Real-Time Monitoring of Pesticide Translocation in Tomato Plants by Surface-Enhanced Raman Spectroscopy

Understanding the behavior of pesticide translocation is significant for effectively applying pesticides and reducing pesticide exposures from treated plants. Herein, we applied surface enhanced Raman spectroscopy (SERS) for real-time monitoring of pesticide translocation in tomato plant tissues, including leaves and flowers, following root exposure in hydroponic and soil systems.

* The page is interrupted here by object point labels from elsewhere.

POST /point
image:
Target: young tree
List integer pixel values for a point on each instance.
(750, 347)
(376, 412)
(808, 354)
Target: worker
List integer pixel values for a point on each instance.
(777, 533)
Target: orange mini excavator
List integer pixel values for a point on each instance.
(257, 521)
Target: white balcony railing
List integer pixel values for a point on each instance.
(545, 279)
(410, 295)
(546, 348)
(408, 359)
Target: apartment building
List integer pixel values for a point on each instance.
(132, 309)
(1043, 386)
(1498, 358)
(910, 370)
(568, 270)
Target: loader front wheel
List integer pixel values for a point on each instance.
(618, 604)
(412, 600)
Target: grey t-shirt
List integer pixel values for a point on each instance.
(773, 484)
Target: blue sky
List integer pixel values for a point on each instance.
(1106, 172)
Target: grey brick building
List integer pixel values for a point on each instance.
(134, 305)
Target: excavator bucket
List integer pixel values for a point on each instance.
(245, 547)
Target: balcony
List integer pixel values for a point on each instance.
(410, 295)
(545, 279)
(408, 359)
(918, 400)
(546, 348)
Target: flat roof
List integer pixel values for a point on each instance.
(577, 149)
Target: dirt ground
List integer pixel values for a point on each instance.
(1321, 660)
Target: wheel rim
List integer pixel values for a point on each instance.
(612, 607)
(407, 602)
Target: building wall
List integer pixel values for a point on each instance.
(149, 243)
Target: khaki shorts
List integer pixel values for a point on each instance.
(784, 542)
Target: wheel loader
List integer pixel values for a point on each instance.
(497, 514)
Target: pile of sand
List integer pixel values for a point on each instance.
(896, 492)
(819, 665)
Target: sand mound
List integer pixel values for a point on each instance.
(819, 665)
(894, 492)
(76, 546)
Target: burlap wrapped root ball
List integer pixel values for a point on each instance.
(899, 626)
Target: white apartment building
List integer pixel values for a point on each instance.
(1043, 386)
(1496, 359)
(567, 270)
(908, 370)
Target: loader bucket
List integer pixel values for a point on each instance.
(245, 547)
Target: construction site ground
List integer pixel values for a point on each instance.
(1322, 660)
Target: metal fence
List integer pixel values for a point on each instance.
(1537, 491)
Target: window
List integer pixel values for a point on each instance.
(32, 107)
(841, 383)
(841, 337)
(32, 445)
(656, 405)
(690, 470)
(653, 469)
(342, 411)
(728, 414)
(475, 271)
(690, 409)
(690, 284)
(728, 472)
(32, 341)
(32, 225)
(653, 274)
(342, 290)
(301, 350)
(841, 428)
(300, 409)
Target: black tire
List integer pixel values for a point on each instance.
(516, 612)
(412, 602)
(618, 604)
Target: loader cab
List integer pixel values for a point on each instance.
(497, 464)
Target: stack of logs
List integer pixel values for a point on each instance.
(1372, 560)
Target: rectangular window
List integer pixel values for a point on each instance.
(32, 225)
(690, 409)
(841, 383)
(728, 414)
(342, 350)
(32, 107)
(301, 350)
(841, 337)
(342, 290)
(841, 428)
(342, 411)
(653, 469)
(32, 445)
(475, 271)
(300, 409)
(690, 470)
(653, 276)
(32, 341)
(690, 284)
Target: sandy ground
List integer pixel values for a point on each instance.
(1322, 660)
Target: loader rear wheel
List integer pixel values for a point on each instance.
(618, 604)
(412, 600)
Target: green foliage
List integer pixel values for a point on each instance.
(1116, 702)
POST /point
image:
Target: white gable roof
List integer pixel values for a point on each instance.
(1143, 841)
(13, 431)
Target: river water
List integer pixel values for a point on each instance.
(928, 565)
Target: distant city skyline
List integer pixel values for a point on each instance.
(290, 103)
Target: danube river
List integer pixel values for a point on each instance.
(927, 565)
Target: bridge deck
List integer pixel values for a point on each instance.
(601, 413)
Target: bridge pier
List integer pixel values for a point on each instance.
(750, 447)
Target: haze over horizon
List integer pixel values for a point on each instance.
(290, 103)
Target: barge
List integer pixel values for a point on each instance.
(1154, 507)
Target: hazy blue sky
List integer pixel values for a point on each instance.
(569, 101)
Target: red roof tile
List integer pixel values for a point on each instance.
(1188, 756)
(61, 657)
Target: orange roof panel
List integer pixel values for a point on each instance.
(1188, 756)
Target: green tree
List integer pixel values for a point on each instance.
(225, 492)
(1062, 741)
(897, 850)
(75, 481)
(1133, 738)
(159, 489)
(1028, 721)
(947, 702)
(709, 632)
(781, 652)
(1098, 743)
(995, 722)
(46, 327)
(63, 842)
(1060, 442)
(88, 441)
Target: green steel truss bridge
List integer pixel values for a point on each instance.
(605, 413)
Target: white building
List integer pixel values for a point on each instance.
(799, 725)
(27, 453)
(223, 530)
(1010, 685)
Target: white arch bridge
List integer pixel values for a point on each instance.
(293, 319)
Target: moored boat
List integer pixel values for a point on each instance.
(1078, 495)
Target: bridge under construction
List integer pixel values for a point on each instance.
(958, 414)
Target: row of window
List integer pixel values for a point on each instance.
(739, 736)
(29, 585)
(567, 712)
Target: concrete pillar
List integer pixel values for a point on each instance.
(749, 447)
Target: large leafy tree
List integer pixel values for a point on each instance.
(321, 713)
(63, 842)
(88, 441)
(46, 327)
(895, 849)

Various concentrations of the systemic pesticide, thiabendazole, was introduced into hydroponic systems used for growing tomato plants. At selected time intervals, tomato leaves and flowers were picked and thiabendazole was measured directly under a Raman microscope after pipetting gold nanoparticle-containing solution onto the plant tissue. We found that the pesticide signals first appeared along the midrib in the lowest leaves and moved distally to the edge of the leaves. As the concentration of pesticide applied to the root was increased, the time necessary to detect the signal was decreased. The SERS surface mapping method was also able to detect thiabendazole in the trichomes of the leaves. In addition, we found a unique SERS peak at 737 cm(-1) on both leaves and flowers at 4 and 6 days following the application of 200 mg/L thiabendazole to the hydroponic system. This peak appears to be coming from adenine-containing materials and may be related to the plant's response to pesticide toxicity, which could be used as a potential marker for monitoring plant responses to stresses. These results demonstrate a successful application of SERS as a rapid and effective way to study the real-time translocation behavior of pesticides in a plant system.